Rocker-Razzia in NRW "Die Maschinen bekommt er sowieso wieder"

Am Morgen hat die Polizei in 16 NRW-Städten Räume der Hells Angels und der Untergruppe Clan 81 durchsucht. Dabei wurden vielerorts Motorräder sichergestellt. Schwerpunkt der Aktion war Erkrath.

Als am Mittwoch um 8.01 Uhr die Sonne aufgeht, ist die Polizei in Hochdahl schon zwei Stunden im Einsatz. Mit Unterstützung von Spezialkräften und mehreren Dutzend Beamten werden in Erkrath insgesamt zwölf Wohnungen durchsucht. Am Hochdahler Markt klingeln die Beamten in einem Hochhaus schon morgens um 6 Uhr. In einer Wohnung lebt offenbar ein Mitglied des Hells Angels Clubs "Concrete City".

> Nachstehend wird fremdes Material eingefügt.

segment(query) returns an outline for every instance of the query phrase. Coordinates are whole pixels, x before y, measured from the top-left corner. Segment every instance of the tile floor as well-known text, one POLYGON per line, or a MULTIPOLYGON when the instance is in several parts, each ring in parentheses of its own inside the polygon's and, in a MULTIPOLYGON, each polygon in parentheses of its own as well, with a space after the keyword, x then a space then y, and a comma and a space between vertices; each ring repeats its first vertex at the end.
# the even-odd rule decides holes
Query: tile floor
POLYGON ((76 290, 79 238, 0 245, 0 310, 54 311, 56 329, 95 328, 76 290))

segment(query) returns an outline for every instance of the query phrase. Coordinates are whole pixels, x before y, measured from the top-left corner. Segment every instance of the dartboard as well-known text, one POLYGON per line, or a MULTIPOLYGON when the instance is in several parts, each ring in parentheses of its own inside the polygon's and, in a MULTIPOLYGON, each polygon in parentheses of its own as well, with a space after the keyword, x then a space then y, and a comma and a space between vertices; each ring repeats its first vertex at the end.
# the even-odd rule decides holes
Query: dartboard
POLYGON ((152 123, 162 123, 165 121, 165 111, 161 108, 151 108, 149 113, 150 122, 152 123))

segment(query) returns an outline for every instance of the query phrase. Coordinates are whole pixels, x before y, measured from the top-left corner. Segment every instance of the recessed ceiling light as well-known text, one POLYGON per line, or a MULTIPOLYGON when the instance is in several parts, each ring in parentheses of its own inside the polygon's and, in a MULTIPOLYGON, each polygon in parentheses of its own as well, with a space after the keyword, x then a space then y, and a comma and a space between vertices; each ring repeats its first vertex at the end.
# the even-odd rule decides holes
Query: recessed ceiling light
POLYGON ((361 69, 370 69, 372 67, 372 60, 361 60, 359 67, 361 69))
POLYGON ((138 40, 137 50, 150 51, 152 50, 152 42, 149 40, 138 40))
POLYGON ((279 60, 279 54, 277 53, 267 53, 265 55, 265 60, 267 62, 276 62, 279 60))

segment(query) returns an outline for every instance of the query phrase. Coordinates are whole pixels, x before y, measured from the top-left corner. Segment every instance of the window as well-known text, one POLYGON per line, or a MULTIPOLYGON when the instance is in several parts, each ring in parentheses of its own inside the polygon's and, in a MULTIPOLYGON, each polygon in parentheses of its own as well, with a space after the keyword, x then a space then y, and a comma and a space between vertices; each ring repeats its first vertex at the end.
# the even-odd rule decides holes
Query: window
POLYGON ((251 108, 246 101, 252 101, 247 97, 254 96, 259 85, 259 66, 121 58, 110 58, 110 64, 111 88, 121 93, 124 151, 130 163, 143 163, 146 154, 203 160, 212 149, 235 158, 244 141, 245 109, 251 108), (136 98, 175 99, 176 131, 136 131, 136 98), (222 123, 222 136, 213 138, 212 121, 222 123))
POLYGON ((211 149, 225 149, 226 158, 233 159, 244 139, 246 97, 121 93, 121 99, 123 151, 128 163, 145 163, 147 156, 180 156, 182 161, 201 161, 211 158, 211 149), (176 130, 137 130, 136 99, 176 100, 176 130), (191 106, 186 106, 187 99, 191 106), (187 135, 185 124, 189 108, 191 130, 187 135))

"Die Mitglieder des Vereins sind nachweislich kriminell. Ihr Alltag besteht aus Gewalt, Waffen, Drogen und Zwangsprostitution", heißt es in einer Verfügung des Innenministeriums. Seit den frühen Morgenstunden ist die Mitgliedschaft in dem Verein Hells Angels Concret City sowie seiner Unterstützer-Organisation "Clan 81" verboten. Die Polizei setzt das Verbot nun durch.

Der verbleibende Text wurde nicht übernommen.